İlk soruya cevabım hiç düşünmeden ''yunus'' olmuştu. Anket bitince ilk cevabın 'sensin' , ikinci cevabın 'sevdiğin' deyince çok mutlu olmuştum. Çünkü insana daha yakın, daha dost bir hayvan olabileceğini düşünemiyorum. O, can verirken bile değişmeyen, gülümseyen yüz ifadeleri, müşfik bakışları,daima sürüler halinde yüzmeleri onları çok özel kılıyor. Ve de aile gibi akrabalarıyla beraber, birlik yapısıyla hareket etmeleri. Balinalar da masum gözükürler, yunuslar gibi şarkı söylerler fakat yunusların hareket kabiliyeti ve estetiğinden yoksundurlar. Şişmanlayan kişi , balinaya döndüm der, balık eti muhabetlerinde. Kirlenince sokak köpeğine dönmek tabiri kullanılır. Kediler için de nankör denir ya da 'tok evin aç kedisi' benzetmesi yapılır. Ama yunuslar için olumsuz ne duyduk ki halk dilinde. Herkes sever, kıyamaz zannederdim o hayata daim gülümseyen yüzlere. Sevmek özgür bırakmaktır ya, dokunmasınlar masum yaratıklara,doğal ortamlarındaki yaşamlarına. Kısırlaştırdıkları kedilerin de kulağını keserek işaretlemesinler. Üstelik bunu yapanlar hayvan severler derneği üyesiyim hiç demesinler !!!

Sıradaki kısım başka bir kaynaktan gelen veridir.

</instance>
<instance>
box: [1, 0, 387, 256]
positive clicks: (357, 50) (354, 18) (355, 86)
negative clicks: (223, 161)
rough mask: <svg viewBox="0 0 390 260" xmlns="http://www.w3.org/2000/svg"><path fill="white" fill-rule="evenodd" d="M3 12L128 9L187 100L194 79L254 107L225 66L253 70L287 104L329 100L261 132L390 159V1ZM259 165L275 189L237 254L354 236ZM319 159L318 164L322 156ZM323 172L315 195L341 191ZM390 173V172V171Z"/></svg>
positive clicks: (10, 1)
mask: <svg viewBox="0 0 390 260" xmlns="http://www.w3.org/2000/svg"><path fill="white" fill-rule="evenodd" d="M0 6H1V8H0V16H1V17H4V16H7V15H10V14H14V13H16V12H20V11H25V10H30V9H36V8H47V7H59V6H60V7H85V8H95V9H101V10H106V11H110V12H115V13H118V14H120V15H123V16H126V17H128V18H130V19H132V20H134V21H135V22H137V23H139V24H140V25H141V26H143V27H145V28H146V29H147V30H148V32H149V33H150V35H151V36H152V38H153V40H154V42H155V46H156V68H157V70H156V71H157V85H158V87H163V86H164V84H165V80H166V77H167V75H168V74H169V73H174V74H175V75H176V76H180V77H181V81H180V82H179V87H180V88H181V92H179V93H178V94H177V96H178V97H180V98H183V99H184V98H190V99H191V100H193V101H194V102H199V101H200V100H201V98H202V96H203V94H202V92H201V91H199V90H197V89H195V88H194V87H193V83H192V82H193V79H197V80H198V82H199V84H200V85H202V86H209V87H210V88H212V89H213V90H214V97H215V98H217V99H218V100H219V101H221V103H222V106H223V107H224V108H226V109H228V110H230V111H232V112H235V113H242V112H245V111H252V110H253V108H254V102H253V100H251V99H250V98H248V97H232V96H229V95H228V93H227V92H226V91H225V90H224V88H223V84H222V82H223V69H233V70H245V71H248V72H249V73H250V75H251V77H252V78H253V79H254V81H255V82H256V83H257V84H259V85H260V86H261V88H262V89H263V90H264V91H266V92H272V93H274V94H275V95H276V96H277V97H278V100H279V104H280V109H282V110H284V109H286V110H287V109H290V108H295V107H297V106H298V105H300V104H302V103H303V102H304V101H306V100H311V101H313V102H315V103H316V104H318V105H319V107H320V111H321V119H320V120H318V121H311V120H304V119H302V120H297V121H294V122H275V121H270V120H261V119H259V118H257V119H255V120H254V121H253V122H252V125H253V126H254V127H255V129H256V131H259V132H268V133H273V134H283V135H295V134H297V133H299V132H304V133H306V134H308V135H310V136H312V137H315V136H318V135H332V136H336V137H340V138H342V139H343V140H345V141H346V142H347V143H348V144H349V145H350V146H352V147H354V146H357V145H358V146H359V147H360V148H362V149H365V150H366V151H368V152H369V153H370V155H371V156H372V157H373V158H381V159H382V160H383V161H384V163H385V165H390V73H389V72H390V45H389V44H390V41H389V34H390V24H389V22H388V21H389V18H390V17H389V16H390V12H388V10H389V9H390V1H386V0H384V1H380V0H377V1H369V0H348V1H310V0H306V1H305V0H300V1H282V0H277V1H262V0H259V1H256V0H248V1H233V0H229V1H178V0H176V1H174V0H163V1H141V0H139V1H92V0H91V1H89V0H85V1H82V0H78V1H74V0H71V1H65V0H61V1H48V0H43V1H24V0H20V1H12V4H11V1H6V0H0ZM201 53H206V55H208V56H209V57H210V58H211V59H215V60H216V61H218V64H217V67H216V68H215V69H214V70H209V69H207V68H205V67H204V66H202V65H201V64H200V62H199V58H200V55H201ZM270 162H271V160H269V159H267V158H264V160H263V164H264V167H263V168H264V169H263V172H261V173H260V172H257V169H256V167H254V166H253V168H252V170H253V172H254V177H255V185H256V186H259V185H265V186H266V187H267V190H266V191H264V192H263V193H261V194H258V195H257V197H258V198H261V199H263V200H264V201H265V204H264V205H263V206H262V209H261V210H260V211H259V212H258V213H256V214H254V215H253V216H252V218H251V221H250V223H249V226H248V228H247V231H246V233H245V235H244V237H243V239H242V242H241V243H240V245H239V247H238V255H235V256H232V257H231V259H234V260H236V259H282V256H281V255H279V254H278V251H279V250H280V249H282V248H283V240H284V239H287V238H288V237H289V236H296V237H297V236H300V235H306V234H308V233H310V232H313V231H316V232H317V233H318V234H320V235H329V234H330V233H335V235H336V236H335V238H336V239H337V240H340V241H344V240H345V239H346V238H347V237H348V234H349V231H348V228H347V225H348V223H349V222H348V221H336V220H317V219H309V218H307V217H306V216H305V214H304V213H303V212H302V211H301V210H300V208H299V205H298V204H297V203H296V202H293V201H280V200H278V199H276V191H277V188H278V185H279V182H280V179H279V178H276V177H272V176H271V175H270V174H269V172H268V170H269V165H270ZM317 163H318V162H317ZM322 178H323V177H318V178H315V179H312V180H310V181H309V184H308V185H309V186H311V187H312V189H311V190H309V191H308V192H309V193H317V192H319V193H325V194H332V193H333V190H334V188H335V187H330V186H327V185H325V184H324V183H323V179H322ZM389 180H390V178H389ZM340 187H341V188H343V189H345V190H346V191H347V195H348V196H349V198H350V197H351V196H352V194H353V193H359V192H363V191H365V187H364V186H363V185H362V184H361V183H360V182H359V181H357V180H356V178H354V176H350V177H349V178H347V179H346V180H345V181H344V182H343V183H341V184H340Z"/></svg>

Her canlının hayatta kalma, yaşam hakkının bir diğerinden fazla ya da az olmadığını düşünüyorum. Doğanın gereği olan kendi hayatının devamını sağlamak, yaşayabilmek için diğer canlıyı yok etmek dışında, ki bu doğanın dengesi için gereklidir. Başka bir canlıya zarar vermek vahşettir. Yorumunda da yazdığın gibi hayvanat bahçesinde tutulan, kendi doğal ortamından sökülüp alınan zavallı hayvanlar da dahil olmak üzere kimsenin kendi zevk ve keyfi nedeniyle hiçbir hayvanın özgürlüğünün kısıtlanmaya hakkı yoktur. Kaldı ki onları öldürerek yok etmek cinayettir.